I hope one day you will be able to read these words. Not because I want to meet you, not because I want you to publicly read or address the words, in this letter, and not because I want to receive any recognition, having written these words. You being able to read these words would mean that it was God’s will to pull you out of a coma, heal you and continue to use you for His purpose. That has been my prayer, after hearing you were found unconscious and right now, you’re fighting for your life. I want to believe that God has a bigger purpose other than what you have been going through, this past week (and prior to that), and I keep praying, hoping and believing that purpose includes a full recovery.
Besides your success as a basketball player, I don’t know you. Like everyone else, I know the name of your ex-wife (though I didn’t watch your televised wedding) and I’ve seen the parts of your life, from 2009 until the present be scrutinized, in the public eye, for all things not related to basketball.
I’m going to stand my ground and move forward with the assumption (because I have no proof) that you’ve been experiencing a deep depression. I’ve heard your words and I’ve seen that look in your eyes, and I know them both very well. I’ve carried that look, with me, for a long time so I easily recognize it in others. Unlike you, my mom is still with me, my father hasn’t struggled with drug addiction (I don’t even know my father), and I’m blessed that my friends are still with me, present in this life. Although my life and experiences are different, the truth is I am depressed, tired, LOST and almost without any happiness, in my life, so my heart ached as I watched you, on that TMZ sports video, express your anger, pain, disappointment and frustration for how you were being treated. Full of emotion, you tenaciously defended your character and your manhood, trying to make everyone believe that you were not the problem. What I saw, was a man who was trying to hold together the remaining pieces of his life. A man destined to find his way back to the life he once knew, the happiness he once held deep within and the confidence that had made him a phenomenal basketball player.

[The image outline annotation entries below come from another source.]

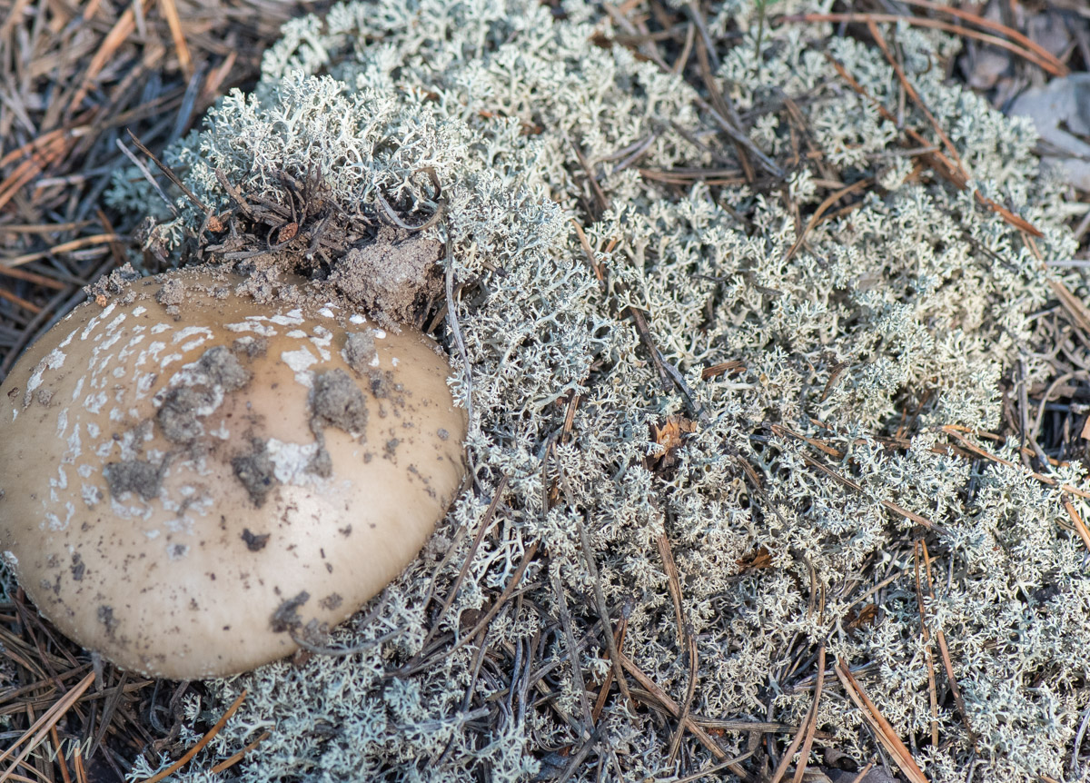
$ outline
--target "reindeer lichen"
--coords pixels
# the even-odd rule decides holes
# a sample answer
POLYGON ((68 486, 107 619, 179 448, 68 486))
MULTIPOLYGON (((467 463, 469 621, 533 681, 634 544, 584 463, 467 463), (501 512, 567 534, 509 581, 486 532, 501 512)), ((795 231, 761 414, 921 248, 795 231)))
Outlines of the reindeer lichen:
MULTIPOLYGON (((728 174, 678 186, 687 180, 670 172, 737 159, 713 132, 707 95, 604 44, 625 32, 615 19, 574 1, 562 8, 561 20, 537 0, 377 0, 294 21, 253 94, 221 100, 166 155, 216 209, 231 206, 217 170, 277 200, 277 171, 317 169, 344 209, 379 214, 385 198, 415 205, 410 217, 423 220, 438 203, 421 171, 434 171, 446 219, 425 233, 449 237, 453 279, 473 284, 449 303, 467 360, 451 351, 455 392, 463 402, 472 394, 473 490, 388 590, 378 619, 335 640, 402 633, 351 656, 210 683, 196 713, 221 713, 243 688, 250 696, 181 779, 220 780, 211 767, 264 731, 225 774, 521 781, 559 774, 593 742, 571 780, 595 780, 598 764, 608 780, 669 779, 682 769, 670 755, 676 721, 615 688, 590 739, 577 685, 592 688, 593 702, 611 667, 594 630, 601 586, 614 622, 627 617, 622 653, 682 700, 691 673, 659 554, 665 535, 698 653, 693 715, 797 726, 824 675, 819 747, 865 762, 874 738, 832 673, 815 671, 825 642, 829 666, 852 667, 930 780, 1086 780, 1066 760, 1090 704, 1090 569, 1063 502, 1083 518, 1090 507, 1061 489, 1083 486, 1085 472, 1055 468, 1044 483, 1020 467, 1018 444, 971 434, 998 427, 1012 366, 1021 361, 1021 383, 1049 377, 1033 351, 1053 296, 1039 256, 1075 250, 1030 128, 943 83, 936 59, 952 40, 901 27, 903 68, 971 179, 958 191, 921 176, 898 129, 832 62, 893 107, 898 81, 881 51, 821 26, 765 25, 758 77, 756 11, 728 2, 708 15, 708 34, 734 25, 743 37, 718 52, 716 88, 742 115, 766 115, 747 125, 749 138, 779 165, 799 143, 783 110, 795 101, 815 154, 795 157, 784 188, 728 174), (808 219, 797 208, 812 213, 824 197, 823 170, 876 186, 795 248, 808 219), (1043 237, 1030 246, 973 189, 1043 237), (679 384, 664 388, 626 309, 644 314, 691 399, 679 384), (652 427, 671 415, 694 432, 669 470, 649 467, 664 451, 652 427), (909 434, 898 434, 909 419, 909 434), (952 426, 1009 465, 950 448, 952 426), (493 530, 471 550, 484 523, 493 530), (917 605, 921 537, 933 557, 931 641, 917 605), (531 547, 521 598, 485 637, 465 639, 531 547), (439 647, 425 648, 467 557, 428 638, 439 647), (561 600, 576 638, 591 639, 576 653, 582 680, 559 627, 561 600), (868 606, 876 612, 861 622, 868 606), (965 714, 943 707, 932 747, 927 654, 930 645, 938 660, 940 630, 965 714), (482 643, 497 655, 483 665, 482 643), (542 666, 546 678, 529 680, 542 666), (544 682, 548 699, 535 689, 544 682)), ((906 110, 906 124, 930 129, 906 110)), ((130 172, 111 197, 134 208, 152 201, 130 172)), ((204 219, 187 201, 175 208, 155 229, 167 248, 204 219)), ((724 731, 715 742, 741 755, 751 734, 724 731)), ((682 747, 686 769, 712 766, 691 735, 682 747)))

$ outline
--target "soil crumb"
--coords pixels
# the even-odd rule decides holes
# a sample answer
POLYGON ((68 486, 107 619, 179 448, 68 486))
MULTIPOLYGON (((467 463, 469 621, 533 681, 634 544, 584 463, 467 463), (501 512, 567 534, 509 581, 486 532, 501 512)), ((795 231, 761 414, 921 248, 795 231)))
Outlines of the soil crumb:
POLYGON ((164 437, 179 444, 196 441, 204 432, 197 421, 197 411, 210 408, 215 401, 216 396, 208 388, 178 386, 171 389, 156 414, 164 437))
MULTIPOLYGON (((234 478, 242 482, 246 492, 250 493, 250 499, 261 508, 265 505, 269 492, 280 481, 276 478, 276 466, 272 465, 272 459, 265 447, 265 441, 254 438, 253 447, 254 450, 250 454, 243 454, 232 459, 231 468, 234 470, 234 478)), ((246 545, 250 545, 249 541, 246 545)), ((251 551, 256 550, 251 546, 251 551)))
POLYGON ((110 299, 120 297, 122 304, 128 304, 136 298, 132 282, 140 279, 140 273, 133 268, 132 264, 124 264, 111 272, 109 275, 95 280, 89 286, 83 287, 83 292, 88 299, 105 305, 110 299))
POLYGON ((286 630, 295 630, 303 621, 299 617, 299 607, 311 600, 311 593, 305 590, 295 598, 288 599, 272 613, 271 625, 275 634, 282 634, 286 630))
POLYGON ((209 348, 198 362, 201 370, 213 385, 225 392, 235 392, 250 383, 250 371, 239 363, 234 354, 223 346, 209 348))
POLYGON ((343 370, 315 375, 311 410, 318 422, 344 432, 363 433, 367 427, 367 400, 343 370))
POLYGON ((181 304, 185 300, 185 286, 177 277, 167 278, 155 294, 155 301, 164 306, 181 304))
POLYGON ((350 250, 329 281, 383 326, 414 323, 441 293, 441 254, 436 239, 384 227, 374 242, 350 250))
POLYGON ((375 333, 355 332, 344 340, 344 361, 356 375, 364 377, 378 364, 378 351, 375 350, 375 333))
POLYGON ((135 492, 145 501, 150 501, 159 496, 162 481, 160 467, 146 459, 130 459, 124 462, 108 462, 102 473, 113 497, 135 492))

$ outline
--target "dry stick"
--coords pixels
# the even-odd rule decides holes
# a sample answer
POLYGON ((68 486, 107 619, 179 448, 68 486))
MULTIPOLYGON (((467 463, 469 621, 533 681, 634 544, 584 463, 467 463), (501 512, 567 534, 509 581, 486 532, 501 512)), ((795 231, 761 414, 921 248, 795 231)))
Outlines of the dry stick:
POLYGON ((977 25, 978 27, 985 27, 988 29, 993 29, 996 33, 1002 33, 1003 35, 1007 36, 1008 38, 1010 38, 1010 39, 1013 39, 1013 40, 1021 44, 1027 49, 1030 49, 1031 51, 1033 51, 1036 55, 1038 55, 1042 59, 1047 60, 1049 62, 1051 62, 1053 64, 1053 67, 1056 69, 1055 72, 1051 72, 1050 71, 1050 73, 1053 73, 1053 75, 1055 75, 1055 76, 1066 76, 1068 74, 1068 72, 1069 72, 1069 69, 1067 68, 1067 65, 1065 65, 1051 51, 1049 51, 1043 46, 1041 46, 1040 44, 1038 44, 1037 41, 1034 41, 1032 38, 1029 38, 1029 37, 1022 35, 1018 31, 1014 29, 1013 27, 1008 27, 1005 24, 1001 24, 1000 22, 995 22, 993 20, 985 19, 984 16, 981 16, 979 14, 970 13, 969 11, 961 11, 960 9, 950 8, 950 7, 947 7, 947 5, 940 5, 938 3, 931 2, 930 0, 905 0, 905 2, 907 2, 909 5, 916 5, 917 8, 928 9, 929 11, 936 11, 938 13, 946 13, 946 14, 949 14, 952 16, 956 16, 957 19, 965 20, 966 22, 971 22, 972 24, 977 25))
POLYGON ((1075 509, 1075 504, 1065 498, 1064 508, 1067 511, 1067 516, 1071 518, 1071 525, 1075 527, 1075 532, 1079 534, 1079 538, 1082 539, 1082 543, 1086 544, 1088 550, 1090 550, 1090 531, 1087 530, 1086 522, 1082 521, 1082 517, 1080 517, 1079 513, 1075 509))
POLYGON ((621 671, 620 651, 617 649, 617 643, 614 641, 613 634, 609 629, 613 628, 613 623, 609 619, 609 610, 606 606, 606 595, 602 590, 602 579, 598 578, 598 565, 594 561, 594 551, 591 549, 591 539, 586 534, 586 526, 583 525, 583 520, 576 516, 576 527, 579 529, 579 543, 583 551, 583 561, 586 563, 586 570, 591 575, 591 581, 594 582, 594 602, 598 610, 598 617, 602 619, 602 635, 606 638, 606 648, 609 650, 609 664, 613 667, 614 678, 617 680, 617 687, 620 688, 621 695, 625 697, 626 701, 632 701, 632 694, 628 690, 628 682, 625 679, 625 673, 621 671))
MULTIPOLYGON (((807 441, 807 442, 809 442, 809 438, 807 438, 806 436, 800 435, 799 433, 794 432, 791 430, 788 430, 786 426, 783 426, 782 424, 773 424, 771 429, 777 435, 790 435, 791 437, 798 438, 800 441, 807 441)), ((802 454, 802 453, 800 453, 799 456, 802 457, 803 461, 806 461, 808 465, 813 466, 814 468, 816 468, 821 472, 825 473, 825 475, 829 477, 831 479, 835 479, 836 481, 840 482, 845 486, 848 486, 848 487, 855 490, 856 492, 860 493, 861 495, 869 496, 867 490, 864 490, 861 484, 852 481, 851 479, 847 478, 846 475, 840 475, 838 472, 836 472, 835 470, 833 470, 828 466, 822 465, 821 462, 819 462, 816 459, 814 459, 813 457, 811 457, 809 454, 802 454)), ((928 530, 934 530, 936 533, 942 533, 943 535, 946 535, 946 534, 949 533, 949 530, 947 530, 942 525, 937 525, 935 522, 932 522, 930 519, 928 519, 927 517, 921 517, 916 511, 910 511, 907 508, 903 508, 901 506, 897 505, 893 501, 881 501, 880 499, 879 503, 881 503, 883 506, 885 506, 886 508, 888 508, 894 514, 898 514, 898 515, 900 515, 903 517, 907 517, 908 519, 911 519, 917 525, 923 526, 928 530)))
POLYGON ((833 671, 836 672, 836 676, 844 686, 845 692, 848 694, 848 697, 859 708, 863 720, 871 726, 882 747, 886 749, 886 752, 889 754, 894 762, 900 768, 900 771, 905 773, 909 783, 930 783, 927 775, 917 766, 912 754, 908 751, 905 743, 900 740, 893 726, 889 725, 889 721, 874 706, 874 702, 871 701, 862 686, 859 685, 859 682, 848 670, 848 665, 843 659, 837 661, 833 666, 833 671))
POLYGON ((122 240, 124 240, 124 237, 117 233, 96 233, 90 237, 73 239, 71 242, 61 242, 60 244, 55 244, 49 250, 43 250, 37 253, 16 255, 14 258, 0 258, 0 265, 9 268, 13 266, 21 266, 23 264, 29 264, 32 261, 38 261, 39 258, 45 258, 46 256, 55 255, 57 253, 71 253, 73 250, 82 250, 96 244, 118 242, 122 240))
MULTIPOLYGON (((481 542, 484 540, 485 534, 492 529, 492 519, 496 516, 496 509, 499 507, 499 502, 504 497, 504 493, 507 491, 507 474, 499 477, 499 483, 496 484, 496 491, 493 493, 492 502, 484 511, 484 516, 481 518, 481 527, 477 528, 476 535, 473 537, 473 543, 470 545, 470 551, 465 555, 465 559, 462 562, 462 567, 458 570, 458 576, 455 577, 453 583, 450 586, 450 592, 447 594, 447 600, 443 602, 443 606, 439 609, 439 614, 435 618, 435 623, 432 624, 432 629, 424 637, 424 641, 421 643, 420 649, 427 649, 428 642, 435 636, 436 630, 439 627, 439 622, 443 617, 450 611, 450 606, 455 603, 455 598, 458 595, 458 590, 461 588, 462 582, 465 580, 465 575, 469 574, 470 566, 473 563, 473 557, 476 555, 477 549, 481 546, 481 542)), ((453 556, 455 547, 451 546, 447 554, 443 558, 443 563, 436 568, 436 576, 443 570, 443 568, 450 562, 453 556)), ((435 585, 433 582, 432 588, 427 591, 427 599, 424 601, 424 607, 432 602, 432 597, 435 594, 435 585)))
MULTIPOLYGON (((678 702, 671 699, 665 690, 658 687, 658 684, 655 683, 655 680, 653 680, 651 677, 644 674, 640 670, 640 667, 637 666, 635 663, 631 661, 631 659, 629 659, 623 653, 619 653, 618 661, 620 665, 625 668, 625 671, 631 674, 632 678, 640 684, 640 687, 642 687, 649 694, 658 699, 659 703, 666 709, 667 712, 669 712, 675 718, 681 714, 681 707, 678 704, 678 702)), ((686 718, 682 721, 682 724, 685 725, 686 730, 690 732, 701 745, 703 745, 705 748, 707 748, 708 751, 711 751, 712 756, 715 757, 716 761, 727 760, 727 755, 723 751, 723 748, 720 748, 718 743, 716 743, 715 739, 712 738, 712 735, 705 732, 700 726, 700 724, 693 720, 692 715, 686 718)), ((731 772, 734 772, 742 780, 746 781, 753 780, 753 776, 737 763, 731 763, 729 769, 731 772)))
MULTIPOLYGON (((619 650, 625 645, 625 631, 628 630, 628 618, 621 617, 617 623, 617 631, 614 634, 614 645, 619 650)), ((594 722, 598 722, 598 718, 602 715, 602 710, 606 707, 606 699, 609 698, 609 687, 613 685, 613 667, 606 672, 606 677, 602 682, 602 687, 598 689, 598 698, 594 702, 594 710, 591 712, 594 718, 594 722)))
POLYGON ((950 157, 954 158, 954 162, 957 164, 957 168, 964 172, 965 165, 961 162, 961 156, 957 154, 957 147, 954 146, 954 142, 952 142, 949 136, 946 135, 946 131, 943 130, 942 125, 938 124, 938 120, 935 119, 935 116, 931 113, 931 109, 928 108, 928 105, 923 103, 923 98, 921 98, 920 94, 916 92, 916 87, 913 87, 912 83, 908 81, 908 76, 905 75, 905 69, 900 67, 900 63, 897 62, 897 58, 895 58, 893 52, 889 51, 889 46, 886 44, 885 36, 882 35, 882 31, 879 29, 874 20, 867 20, 867 29, 870 32, 871 37, 874 38, 874 43, 879 45, 880 49, 882 49, 882 53, 885 55, 886 62, 889 63, 894 73, 897 74, 897 80, 905 88, 908 97, 913 104, 916 104, 916 107, 923 112, 923 116, 928 118, 928 122, 931 123, 931 129, 938 136, 943 146, 946 147, 946 152, 948 152, 950 157))
MULTIPOLYGON (((712 68, 707 61, 707 47, 703 40, 697 46, 697 62, 700 64, 700 76, 701 81, 704 82, 704 88, 712 96, 712 106, 715 107, 715 110, 722 117, 729 119, 734 125, 739 124, 738 112, 731 110, 734 107, 724 99, 723 91, 719 89, 715 83, 715 79, 712 76, 712 68)), ((746 182, 753 184, 756 177, 753 173, 753 165, 750 164, 749 158, 744 154, 746 148, 735 141, 735 149, 738 150, 738 160, 742 165, 742 173, 746 176, 746 182)))
POLYGON ((227 722, 231 719, 231 715, 233 715, 238 711, 238 709, 242 707, 242 701, 243 699, 246 698, 247 692, 249 691, 243 690, 241 694, 239 694, 239 698, 237 698, 233 702, 231 702, 231 706, 227 708, 227 712, 223 713, 223 716, 220 718, 218 721, 216 721, 216 725, 213 726, 207 734, 201 737, 201 739, 197 740, 197 744, 194 745, 192 748, 190 748, 185 752, 185 755, 182 756, 182 758, 178 759, 178 761, 172 763, 168 769, 165 769, 161 772, 152 775, 150 778, 142 781, 141 783, 159 783, 159 781, 169 778, 170 775, 174 774, 174 772, 184 767, 186 763, 189 763, 190 759, 192 759, 194 756, 201 752, 201 749, 204 748, 205 745, 210 743, 213 740, 213 737, 215 737, 222 731, 223 726, 226 726, 227 722))
MULTIPOLYGON (((928 554, 928 542, 921 541, 920 543, 923 546, 923 573, 928 577, 928 594, 934 601, 935 583, 931 579, 931 555, 928 554)), ((942 628, 935 629, 935 640, 938 642, 938 652, 943 659, 943 668, 946 670, 946 680, 949 683, 950 694, 954 695, 954 703, 957 704, 958 712, 961 713, 961 722, 965 724, 965 731, 972 740, 973 747, 976 747, 977 733, 972 731, 972 725, 969 723, 969 713, 965 709, 965 699, 961 698, 961 688, 957 684, 957 677, 954 676, 954 663, 950 660, 949 646, 946 643, 946 634, 942 628)))
POLYGON ((147 155, 149 158, 152 158, 152 162, 158 166, 159 170, 167 177, 167 179, 173 182, 174 186, 177 186, 182 193, 185 194, 185 197, 193 203, 193 206, 195 206, 201 212, 202 215, 208 215, 211 213, 211 209, 208 206, 206 206, 203 201, 197 198, 196 194, 193 191, 191 191, 189 188, 185 186, 185 183, 182 182, 181 178, 179 178, 178 174, 171 171, 168 166, 166 166, 161 160, 159 160, 159 158, 155 156, 155 153, 153 153, 150 149, 144 146, 141 140, 136 137, 135 133, 130 131, 128 128, 125 129, 125 131, 129 133, 129 137, 132 140, 133 144, 136 145, 136 148, 140 149, 145 155, 147 155))
POLYGON ((61 768, 61 779, 64 783, 72 783, 68 771, 68 761, 64 759, 64 754, 61 752, 61 738, 57 735, 57 724, 49 726, 49 738, 52 739, 53 747, 57 749, 57 766, 61 768))
MULTIPOLYGON (((568 660, 571 662, 571 674, 576 678, 576 688, 579 692, 579 708, 583 713, 583 736, 580 739, 590 745, 590 739, 594 732, 594 716, 591 712, 591 704, 586 700, 586 679, 583 677, 583 667, 579 663, 579 648, 576 645, 576 634, 571 629, 571 613, 568 612, 568 600, 564 594, 564 585, 560 583, 560 575, 553 575, 553 592, 556 593, 556 605, 560 612, 560 626, 564 628, 564 638, 568 643, 568 660)), ((606 627, 609 635, 609 628, 606 627)), ((589 749, 589 748, 588 748, 589 749)))
POLYGON ((920 580, 920 543, 912 544, 912 561, 916 564, 916 605, 920 611, 920 635, 923 637, 923 654, 928 664, 928 691, 931 698, 931 747, 938 747, 938 690, 935 687, 935 662, 931 651, 931 634, 928 631, 928 613, 923 607, 923 586, 920 580))
POLYGON ((810 720, 807 721, 806 739, 802 740, 802 750, 799 752, 799 766, 795 769, 792 783, 802 783, 802 775, 806 774, 807 761, 810 758, 810 749, 814 743, 814 734, 818 733, 818 703, 821 699, 822 684, 825 682, 825 642, 822 642, 821 647, 818 648, 818 671, 823 676, 818 678, 818 683, 814 686, 813 710, 810 713, 810 720))
POLYGON ((844 196, 850 195, 851 193, 855 193, 856 191, 861 190, 863 188, 869 188, 872 184, 874 184, 874 180, 871 178, 867 178, 863 180, 859 180, 858 182, 852 182, 850 185, 847 185, 846 188, 841 188, 840 190, 831 193, 825 198, 825 201, 823 201, 821 204, 818 205, 818 209, 814 210, 814 214, 810 217, 809 220, 807 220, 806 227, 799 232, 799 238, 795 240, 795 244, 791 245, 791 249, 787 251, 787 255, 784 256, 784 261, 785 262, 789 261, 791 256, 794 256, 798 252, 799 248, 801 248, 802 243, 806 241, 807 234, 809 234, 813 230, 814 226, 816 226, 821 221, 822 215, 825 214, 826 209, 828 209, 831 206, 833 206, 838 201, 844 198, 844 196))
POLYGON ((49 730, 57 725, 57 722, 72 708, 72 704, 75 703, 76 699, 83 696, 84 691, 87 690, 94 682, 95 673, 89 672, 87 676, 81 679, 75 687, 63 696, 63 698, 41 713, 41 716, 35 721, 34 724, 27 728, 10 748, 0 754, 0 761, 3 761, 15 751, 15 748, 24 742, 29 740, 26 747, 23 748, 20 755, 16 756, 11 762, 11 767, 8 768, 8 771, 0 775, 0 783, 3 783, 3 781, 14 774, 15 769, 23 763, 23 760, 31 755, 31 751, 34 750, 34 748, 36 748, 38 744, 49 735, 49 730))
POLYGON ((692 699, 697 692, 697 640, 685 621, 685 613, 681 609, 681 575, 678 571, 677 563, 674 559, 674 552, 670 549, 670 540, 664 530, 657 538, 658 556, 663 559, 666 569, 666 581, 670 591, 670 599, 674 602, 674 616, 678 625, 678 648, 685 648, 689 653, 689 683, 686 686, 685 701, 681 703, 681 714, 678 715, 678 726, 670 737, 669 764, 674 764, 678 750, 681 749, 681 737, 685 736, 685 719, 689 716, 692 709, 692 699))
MULTIPOLYGON (((530 567, 530 562, 537 553, 537 545, 538 542, 534 541, 532 544, 530 544, 530 546, 526 547, 526 551, 522 553, 522 559, 519 561, 519 565, 516 567, 514 574, 511 576, 511 580, 507 583, 507 587, 504 588, 504 592, 500 593, 499 598, 496 599, 496 603, 493 604, 492 609, 488 610, 488 612, 484 615, 484 617, 479 619, 476 625, 474 625, 473 628, 458 641, 458 643, 456 643, 452 648, 450 648, 450 650, 447 651, 448 655, 453 654, 456 651, 465 647, 465 645, 469 643, 469 641, 473 637, 475 637, 479 633, 481 633, 483 628, 487 627, 487 625, 492 623, 493 618, 499 613, 499 610, 502 609, 504 603, 507 602, 507 600, 510 599, 511 595, 514 593, 514 590, 518 588, 519 582, 522 581, 522 576, 526 573, 526 568, 530 567)), ((408 675, 411 674, 413 671, 417 670, 411 670, 407 666, 405 670, 402 671, 408 675)))
POLYGON ((681 702, 681 712, 678 714, 678 726, 670 737, 669 763, 673 766, 681 749, 681 737, 685 736, 686 720, 692 711, 692 700, 697 696, 697 670, 700 666, 700 659, 697 651, 697 637, 691 626, 686 626, 685 642, 689 652, 689 682, 685 689, 685 701, 681 702))
POLYGON ((83 74, 83 80, 81 81, 80 88, 72 96, 72 100, 69 101, 68 111, 71 113, 78 108, 83 99, 87 97, 87 93, 90 92, 90 87, 101 72, 106 63, 110 61, 113 53, 118 50, 125 38, 133 34, 136 29, 136 13, 135 7, 138 4, 141 13, 144 12, 144 7, 147 4, 147 0, 136 0, 135 3, 130 5, 124 10, 124 13, 118 19, 113 27, 99 44, 98 50, 95 56, 90 59, 90 63, 87 65, 87 70, 83 74))
POLYGON ((162 185, 160 185, 159 181, 152 176, 150 170, 148 170, 144 161, 137 158, 136 155, 133 153, 133 150, 126 147, 124 142, 122 142, 120 138, 114 140, 114 144, 117 144, 118 149, 120 149, 122 154, 126 158, 129 158, 130 161, 132 161, 133 166, 140 169, 140 172, 144 174, 144 179, 147 180, 153 188, 155 188, 155 192, 159 194, 159 198, 162 201, 164 204, 167 205, 167 208, 170 209, 170 213, 174 217, 178 217, 178 207, 175 207, 174 203, 170 201, 169 196, 167 196, 166 192, 162 190, 162 185))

I pray for God’s healing hands on you. I pray for your children and that they are able to continue to grow up, with you, present in their lives. I pray for a full recovery, coupled with the help you need to regain order in your life. I pray that God surrounds you with people that support you and who are committed to and contribute to your healing. Lamar, I’m pulling for you and will keep praying for you. And whatever happens, may God’s will be done.